A Fazenda Pública terá pouco a receber e em prazo incerto e não sabido, pois muitos débitos já prescreveram e serão poucos os contribuintes que conseguirão pagar as suas dívidas, o que prenuncia que ainda haverá muito litígio. Já para os contribuintes que confiaram nas decisões judiciais, com a alteração abrupta de rumo, para eles surgiu quase um apocalipse: além da frustração, muitos não conseguem ter seus créditos reconhecidos nem mesmo até 1990, nem mesmo quem tem sentença transitada em julgado e sem prazo de rescisória (violação da coisa julgada?) e a maioria ainda terá que arcar com as conseqüências financeiras dessa mudança. Tudo com reflexos na economia e sobre o emprego.

Os equívocos ao se tratar do tema já começam no próprio nome do incentivo — “crédito-prêmio” — pois ele não era nem um prêmio nem um favor, apenas, o compromisso legal do ressarcimento, ao exportador, de todos os tributos acumulados ao longo da cadeia produtiva. Era um incentivo fiscal de natureza financeira, criado em 1969 para estimular as exportações brasileiras, o que efetivamente ocorreu. Já no ano de 1972 as exportações brasileiras ultrapassaram a marca de R$ 1 bilhão de dólares.

Desoneração análoga que acontece em todos os países, que não exportam tributos para concorrer no mercado internacional. É o que vem ocorrendo timidamente no Brasil a partir das Leis 9.363/1996, 10.276/1999, 10.637/2002 e 10.833/2003, para que a alta carga não inviabilize o acesso do Brasil ao mercado internacional.

Com base no compromisso do “crédito-prêmio” fixaram-se preços e realizaram-se contratos e exportações e também foram pagos tributos (IRPJ, CSLL, PIS e Cofins), sobre o valor do crédito utilizado. É que a Receita Federal do Brasil entendia que essa era uma receita tributável, inclusive tendo feito grandes autuações. E como ficará esse imbróglio, afinal esse recolhimento agora é indevido e tais valores serão devolvidos ou compensados? Ora, e não existe crédito e as compensações dos débitos tornaram-se indevidas, igual entendimento também terá que ser dado em relação a esses tributos e, em nome da moralidade eles serem devolvidos ou compensados com os valores agora considerados como devidos.
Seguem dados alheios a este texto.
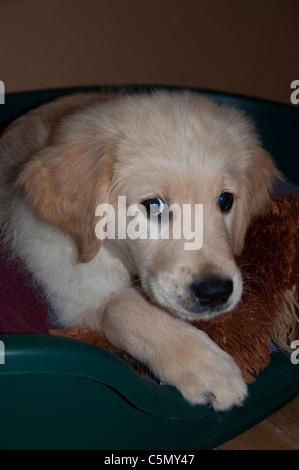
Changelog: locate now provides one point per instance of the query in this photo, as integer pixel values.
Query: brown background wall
(247, 47)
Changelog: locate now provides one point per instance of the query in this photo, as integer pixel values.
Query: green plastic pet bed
(61, 393)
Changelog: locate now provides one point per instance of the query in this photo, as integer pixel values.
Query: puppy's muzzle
(211, 293)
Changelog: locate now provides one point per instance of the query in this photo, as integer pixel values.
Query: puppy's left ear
(64, 182)
(258, 184)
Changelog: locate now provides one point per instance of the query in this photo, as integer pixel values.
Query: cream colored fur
(61, 160)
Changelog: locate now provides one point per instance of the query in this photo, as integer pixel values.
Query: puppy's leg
(177, 353)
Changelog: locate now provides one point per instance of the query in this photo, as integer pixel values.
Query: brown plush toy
(269, 308)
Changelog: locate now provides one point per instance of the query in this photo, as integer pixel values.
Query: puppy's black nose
(212, 292)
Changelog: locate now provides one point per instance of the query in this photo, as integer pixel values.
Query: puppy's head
(159, 151)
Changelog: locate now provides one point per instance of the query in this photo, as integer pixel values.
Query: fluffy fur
(60, 161)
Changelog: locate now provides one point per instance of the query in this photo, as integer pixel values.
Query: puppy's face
(159, 153)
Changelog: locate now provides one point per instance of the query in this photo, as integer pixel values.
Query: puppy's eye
(226, 201)
(154, 207)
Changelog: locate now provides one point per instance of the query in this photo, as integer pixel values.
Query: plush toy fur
(269, 308)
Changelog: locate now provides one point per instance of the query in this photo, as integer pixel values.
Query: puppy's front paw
(207, 374)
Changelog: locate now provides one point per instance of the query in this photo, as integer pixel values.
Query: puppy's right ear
(64, 183)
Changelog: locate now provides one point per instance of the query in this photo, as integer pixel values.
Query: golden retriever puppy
(66, 163)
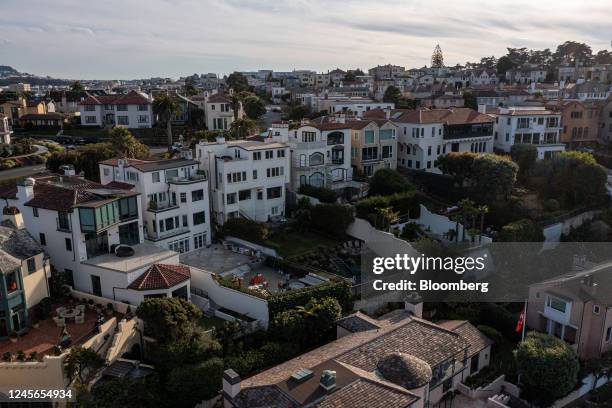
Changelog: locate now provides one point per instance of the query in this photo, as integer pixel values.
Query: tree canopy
(387, 182)
(548, 366)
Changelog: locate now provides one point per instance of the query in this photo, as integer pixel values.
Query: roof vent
(328, 379)
(302, 375)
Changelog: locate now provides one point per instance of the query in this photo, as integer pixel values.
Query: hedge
(341, 291)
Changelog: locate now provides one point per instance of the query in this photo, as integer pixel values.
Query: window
(200, 217)
(197, 195)
(274, 192)
(31, 265)
(244, 195)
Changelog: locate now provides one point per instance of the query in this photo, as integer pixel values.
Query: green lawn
(293, 243)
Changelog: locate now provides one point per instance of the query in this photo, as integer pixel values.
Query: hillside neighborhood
(207, 241)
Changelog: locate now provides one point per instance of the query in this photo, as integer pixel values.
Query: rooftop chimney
(231, 387)
(328, 379)
(12, 214)
(413, 304)
(25, 189)
(68, 170)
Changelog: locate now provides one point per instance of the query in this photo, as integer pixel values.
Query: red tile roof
(131, 98)
(119, 185)
(161, 276)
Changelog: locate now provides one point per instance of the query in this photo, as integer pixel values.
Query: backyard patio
(43, 339)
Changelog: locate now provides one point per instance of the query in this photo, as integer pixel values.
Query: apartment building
(94, 234)
(529, 125)
(132, 110)
(373, 145)
(580, 120)
(426, 134)
(24, 270)
(5, 130)
(575, 308)
(248, 178)
(173, 195)
(398, 360)
(219, 112)
(320, 153)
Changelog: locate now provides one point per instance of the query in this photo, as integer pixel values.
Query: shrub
(324, 195)
(245, 229)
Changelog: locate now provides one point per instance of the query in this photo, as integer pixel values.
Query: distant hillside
(7, 70)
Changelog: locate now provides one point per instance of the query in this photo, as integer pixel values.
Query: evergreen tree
(437, 59)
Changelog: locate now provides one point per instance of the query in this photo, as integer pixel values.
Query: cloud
(135, 39)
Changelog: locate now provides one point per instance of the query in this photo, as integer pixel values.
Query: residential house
(605, 119)
(531, 125)
(24, 273)
(174, 198)
(426, 134)
(133, 110)
(373, 145)
(399, 360)
(576, 308)
(580, 120)
(5, 130)
(94, 236)
(248, 178)
(219, 112)
(320, 153)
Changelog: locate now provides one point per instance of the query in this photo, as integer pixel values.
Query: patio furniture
(80, 318)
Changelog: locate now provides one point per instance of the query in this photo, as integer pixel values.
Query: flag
(521, 322)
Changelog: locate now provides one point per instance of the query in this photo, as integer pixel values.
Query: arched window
(317, 180)
(335, 138)
(316, 159)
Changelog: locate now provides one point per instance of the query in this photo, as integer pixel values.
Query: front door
(96, 286)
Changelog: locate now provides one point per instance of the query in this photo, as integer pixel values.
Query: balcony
(158, 236)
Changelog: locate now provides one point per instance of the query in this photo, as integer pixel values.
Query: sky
(126, 39)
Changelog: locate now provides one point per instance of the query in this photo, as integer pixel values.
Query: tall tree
(165, 106)
(237, 82)
(126, 145)
(437, 58)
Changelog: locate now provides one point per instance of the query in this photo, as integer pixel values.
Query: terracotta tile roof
(363, 393)
(219, 98)
(452, 116)
(161, 276)
(131, 98)
(476, 339)
(119, 185)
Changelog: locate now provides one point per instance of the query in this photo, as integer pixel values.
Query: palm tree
(165, 106)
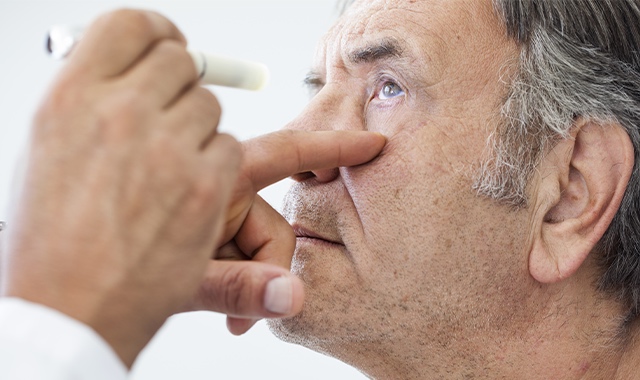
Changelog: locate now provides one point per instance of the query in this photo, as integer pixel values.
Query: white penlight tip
(230, 72)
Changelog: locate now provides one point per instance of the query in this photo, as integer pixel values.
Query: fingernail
(278, 295)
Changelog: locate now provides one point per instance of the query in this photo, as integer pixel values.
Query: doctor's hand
(263, 287)
(126, 184)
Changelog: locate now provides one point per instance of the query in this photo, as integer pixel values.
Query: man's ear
(580, 185)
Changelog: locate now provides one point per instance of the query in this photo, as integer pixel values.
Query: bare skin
(129, 192)
(408, 273)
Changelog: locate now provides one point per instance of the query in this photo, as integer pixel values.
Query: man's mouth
(306, 235)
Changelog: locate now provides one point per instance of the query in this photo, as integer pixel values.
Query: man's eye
(390, 90)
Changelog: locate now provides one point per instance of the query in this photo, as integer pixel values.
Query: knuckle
(132, 23)
(240, 290)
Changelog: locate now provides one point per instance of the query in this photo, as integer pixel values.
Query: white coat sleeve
(37, 342)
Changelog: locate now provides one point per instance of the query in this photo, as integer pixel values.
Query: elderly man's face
(401, 248)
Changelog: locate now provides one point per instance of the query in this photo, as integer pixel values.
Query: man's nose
(330, 109)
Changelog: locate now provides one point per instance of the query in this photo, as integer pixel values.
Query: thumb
(249, 290)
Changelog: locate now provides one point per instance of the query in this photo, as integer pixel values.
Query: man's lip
(302, 232)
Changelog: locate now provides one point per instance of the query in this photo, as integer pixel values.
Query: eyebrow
(383, 49)
(380, 50)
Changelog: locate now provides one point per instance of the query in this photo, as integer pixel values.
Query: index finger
(115, 41)
(276, 156)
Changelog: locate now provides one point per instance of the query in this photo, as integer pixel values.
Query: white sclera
(230, 72)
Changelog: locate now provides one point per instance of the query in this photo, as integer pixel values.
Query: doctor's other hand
(126, 184)
(250, 279)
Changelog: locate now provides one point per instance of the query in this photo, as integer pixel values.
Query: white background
(282, 34)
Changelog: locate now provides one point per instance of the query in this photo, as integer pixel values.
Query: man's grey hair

A partir de 2004 a Fazenda Nacional começou a cobrar dos exportadores, com pesadas multas, os valores dos débitos legitimamente compensados com o crédito do IPI com base em decisões judiciais. Daí surgiram dificuldades para as empresas exportadoras que foram agravadas pela crise mundial, variação do câmbio e falta de crédito, que já se refletem sobre a economia e os empregos. Não basta alegar que existiam provisões nos balanços, pois, ao final, o pagamento terá que ser real e não apenas escritural.

E como fica a segurança jurídica diante da abrupta alteração da jurisprudência? É inegável que a jurisprudência pode ser alterada, mas deve ser sempre respeitado o passado, que hoje também é incerto, sob pena de insegurança jurídica com grave incerteza sobre os futuros negócios e investimentos.

O Supremo Tribunal Federal em 13 de agosto deste ano decidiu que a extinção do incentivo fiscal se deu no ano de 1990. Hoje a matéria, após essa única decisão, já foi objeto de proposta de súmula, sem nem mesmo ser observado o artigo 2º da Lei 11.417/2006 que exige “reiteradas decisões sobre matéria constitucional” para que seja editado um enunciado de súmula. Também, não foi aplicado ao caso o salutar efeito prospectivo (decisões que alteram o curso de situações estabilizadas que somente poderão ser aplicadas para o futuro) como aconteceu em favor da Fazenda no caso decadência das contribuições previdenciárias.


Há muita desinformação sobre o “crédito-prêmio” do IPI, até mesmo a Fazenda não consegue levantar os números exatos, do que foi usado e do que ela supostamente ainda terá que receber. Apesar de a mídia ter divulgado estrondosos números, no orçamento da União consta, apenas, a provisão de R$ 20 bilhões.

A exatidão do número do que deverá ser pago ou parcelados por aqueles que usaram o crédito do IPI, todavia, só poderá ser conhecida em cada processo. Para tanto, será importante diagnosticar, caso a caso, os valores que: i) foram legitimamente compensados (créditos até 1990); ii) se tornaram “indevidos”, após a decisão do STF, por se referir a créditos posteriores a 1990; iii) mesmo devidos, mas que não poderão mais ser cobrados; iv) e os que restarão a ser pagos.

A apuração dos valores devidos dependerá do tipo da empresa, da situação do processo, da forma e para que foram utilizados os créditos; dos períodos em que foram declarados os débitos (DCTF ou PERD/COMP); existência de autuação; inscrição em Dívida Ativa; execução etc. Mesmo após a decisão do STF, algumas empresas ainda poderão lograr êxito no seu caso específico e não ter que pagar ou ver reduzido o débito que foi compensado com crédito do IPI, tendo em vista que as regras contábeis-fiscais, o devido processo legal e a coisa julgada são valores que terão que ser respeitados.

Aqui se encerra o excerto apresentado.